The Puru’s relationship is 44 years in the making which has them politely finishing each others sentences and speaking kindly about one another. Their door is always open to others and one neighbour was just leaving after sharing a cuppa and korero while doing his laundry there.
So how did their whare get the attention it did? They registered with Hauora Te Puna who asked their locals to indicate if they would like their home accessed. And one day there was a knock at their door by members of Collective Impact – a Whānau Ora initiative. It completely surprised both Tom and Kahu that kind people were here to ensure their home was healthy and warm.
Kahu Puru was surprised and explains, “We didn’t know what it was really about when they first came. We felt like other people needed it more, we felt we weren’t worthy enough to have that work done on our whare”.
The survey team thoroughly checked their house, completed a list, and three months later they returned to say they were ready to start repairs and improvements.
The Puru’s had completely forgotten about the visit assuming their home did not meet the requirements.
Tom recalls, “Next thing they were cleaning up and they had lots of cans of paint. Then they started water blasting my home and all of a sudden they were ready to paint. And I said, I would do the painting myself. They gave us the incentive to get in there and help them by doing it ourselves”.
The Collective Impact crew were impressed with his enthusiasm and Tom took on the task of painting the entire exterior of his home with his moko.
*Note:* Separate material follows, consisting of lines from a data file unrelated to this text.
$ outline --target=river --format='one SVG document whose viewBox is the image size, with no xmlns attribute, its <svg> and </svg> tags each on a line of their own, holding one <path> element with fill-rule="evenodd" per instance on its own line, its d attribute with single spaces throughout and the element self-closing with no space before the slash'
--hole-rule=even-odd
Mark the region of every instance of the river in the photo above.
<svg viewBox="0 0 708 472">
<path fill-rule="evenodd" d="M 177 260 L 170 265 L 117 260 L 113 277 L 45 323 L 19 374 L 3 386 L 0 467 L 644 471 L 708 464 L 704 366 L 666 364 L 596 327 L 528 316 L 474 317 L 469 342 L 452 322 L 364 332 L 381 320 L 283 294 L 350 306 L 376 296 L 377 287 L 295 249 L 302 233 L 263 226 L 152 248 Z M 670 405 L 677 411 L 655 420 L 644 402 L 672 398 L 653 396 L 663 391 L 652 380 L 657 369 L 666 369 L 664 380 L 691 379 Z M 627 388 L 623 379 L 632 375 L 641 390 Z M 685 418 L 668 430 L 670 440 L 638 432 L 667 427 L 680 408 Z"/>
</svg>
And they loved completing it together – taking the time to ensure the finished product was done to a professional standard.
The Puru’s were also offered a heat pump but turned it down due to their granddaughter being asthmatic and warm air can trigger an attack. They have never had a heater in their home to protect her. The partners made minor repairs to the exterior of the home which was already insulated and structurally sound. And despite their protests, a balcony was built and painted out the front of their home through the philanthropic local Marae.
For the first time they had an extractor fan installed in their bathroom which had become damp over time due to the condensation and steam. This has completely changed their lives and their faces light up with gratitude and almost disbelief when they talk about it. Tom said the tiny bathroom now seems bigger now they no longer contend with steam and constant dampness. They also received curtains – however they remain folded to one side as Tom intends to replicate the refurbishment in the interior by giving it a new coat of paint.
Tom and Kahu are even more house proud now thanks to the Healthy Homes Initiative and have aspirations to do more maintenance themselves.
Kahu said, “To be honest I didn’t think our house needed to be done – we were not worthy of the attention. You just look at the word ‘whānau ora’ and the help they did for us, real Maoritanga that word Whānau Ora and all of the things they have done”.
To this day Tom and Kahurangi Puru remain shell shocked that someone would look out for them, that someone would want to improve their standard of living, because they still believe that they are not worthy.